# Granite Hearth Overhang



## zbwmy (Oct 3, 2004)

I am replacing one layer of brick on my raised hearth with a 2" granite slab.
What is a normal overhang for the granite, or should there not be one at all?
My hearth is 24" x 691/2''. The quarry delivered a 24" x 73".
That gives me a 2" overhang which I think is going to look odd.


----------



## RAY MERCHANT (Aug 6, 2007)

ya 2" is over doing it in my book , but thats all in your prefence, id probably go with 3/4" to 1" over hange


----------



## Bigbricklayer (May 14, 2006)

I would go 3/4" or 1" also but I would do that on all three sides. But if your hearth is 24" and your granite is 24" it would be hard to get an over hang on the front side.


----------



## stacker (Jan 31, 2006)

inch inch and a half


----------



## zbwmy (Oct 3, 2004)

stacker said:


> inch inch and a half


My chimney is exposed all the way to the ceiling. The back left and right edges of this new granite slab are going to stick out. Do you think an inch and a half is too much sticking out?


----------



## stacker (Jan 31, 2006)

in your case,as i have done in the past,i would not over hang the side of the hearth.i would lay it flush to match the side of the fireplace.


----------



## zbwmy (Oct 3, 2004)

Thanks, that is what I wanted to hear.


----------



## Driftwood (Feb 15, 2004)

*Being an old carpenter , This My take*

Was taught , material thickness is The overhang. And It just looks right!
When we trim out windows,stool cap overhangs apron 3/4" on front and returns.
Same deal on finish stair treads, 3/4" past molding. Been using this 45 years


----------



## zbwmy (Oct 3, 2004)

Ended up with a half inch overhang, and it looks just right.
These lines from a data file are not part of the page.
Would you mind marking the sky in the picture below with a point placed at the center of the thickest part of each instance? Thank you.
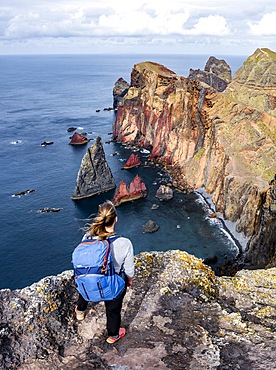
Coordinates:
(236, 27)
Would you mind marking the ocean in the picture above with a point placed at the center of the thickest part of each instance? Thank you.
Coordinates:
(41, 96)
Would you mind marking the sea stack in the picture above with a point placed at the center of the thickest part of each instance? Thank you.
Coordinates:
(78, 139)
(133, 161)
(222, 141)
(136, 190)
(94, 176)
(119, 91)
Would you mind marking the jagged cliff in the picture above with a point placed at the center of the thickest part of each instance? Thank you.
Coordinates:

There is a 16" long dark (almost black) line running across the top of the slab. When I run my fingers over it, it is smooth. I think it is a scrape when the fork truck moved it. Somehow it appears to have highlighted the black grain in the grey granite. Is there any tricks of the trade to diminish the appearance of this very noticable blemesh?


----------